# Nzxt kraken x62 Pumpen RPM zu hoch



## Sandro555 (29. Juli 2020)

Hi,

habe heute meine x62 v2 wakü gegen ein identisches modell getauscht. War ein Garantiefall weil die led nicht mehr ging. was sich rausgestellt hat ist, dass nur das usb kabel kaputt war. Ich hab vorher auch die pumpe getauscht. Was mir jetzt auffällt iat, dass diese trotz identischem modell lauter ist. im idle läuft die auf ca 2100 rpm. Die alte pumpe lief im idle zwischen 1900 und 2000.
Kann mir das nicht erklären. Gerade die frequenz bei 2100 rpm ist nerviger. Habe das quiet profil in cam eingestellt. Aber selbat bei manueller anpassung bekomm ich die punpe nicht unter 60%.
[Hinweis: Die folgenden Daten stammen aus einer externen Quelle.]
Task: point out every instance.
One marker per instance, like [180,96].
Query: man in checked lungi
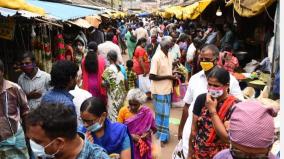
[162,78]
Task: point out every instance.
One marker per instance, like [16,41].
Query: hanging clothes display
[59,47]
[47,56]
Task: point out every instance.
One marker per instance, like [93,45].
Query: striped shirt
[39,82]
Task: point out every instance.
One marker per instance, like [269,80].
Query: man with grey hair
[198,85]
[162,78]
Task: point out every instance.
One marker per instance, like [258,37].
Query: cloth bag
[178,151]
[144,83]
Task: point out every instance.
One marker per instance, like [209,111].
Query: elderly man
[161,87]
[13,108]
[198,85]
[53,128]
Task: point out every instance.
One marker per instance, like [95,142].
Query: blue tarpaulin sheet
[63,12]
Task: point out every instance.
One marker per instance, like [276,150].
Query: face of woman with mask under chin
[207,60]
[80,47]
[216,89]
[92,122]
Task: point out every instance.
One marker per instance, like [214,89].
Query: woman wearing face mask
[114,82]
[140,122]
[251,131]
[112,136]
[210,113]
[80,48]
[93,66]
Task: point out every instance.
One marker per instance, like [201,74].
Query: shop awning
[63,11]
[11,12]
[21,5]
[194,10]
[250,8]
[81,23]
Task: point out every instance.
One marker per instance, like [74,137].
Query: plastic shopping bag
[178,151]
[144,83]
hat jmd eine Ahnung an was das liegen könnte, dass die punpe jetzt mit 2100 statt 1900rpm im idle läuft??

Welche rpm sind den standard im idle. 

Danke & Gruß


----------



## NatokWa (30. Juli 2020)

Jede Pumpe läuft anders, auch wenn es die gleiche Baureihe ist kann es Unterschiede geben wenn sie zeitlich weiter auseinander liegen. Und selbst wenn das nicht zutrifft bleibt hier der Ramen der Fertigungstoleranzen. Evtl hat bei deiner alten Pumpe das Achslager mehr gebremst wodurch sie langsamer gelaufen ist... oder die neue Pumpe hat bessere Wicklungen auf dem Motor wodurch er mit dem gleichen Strom schneller läuft... es gibt so viele Möglichkeiten ...
Es ist wie mit Lüftern : Kauf 4 Stück des gleichen Typs, schließe sie an und stelle sie auf Maximum oder lasse sie vom MB einmessen (wenn es das kann) und du wirst 4 verschiedene Werte erhalten. Das ist absolut Normal.


----------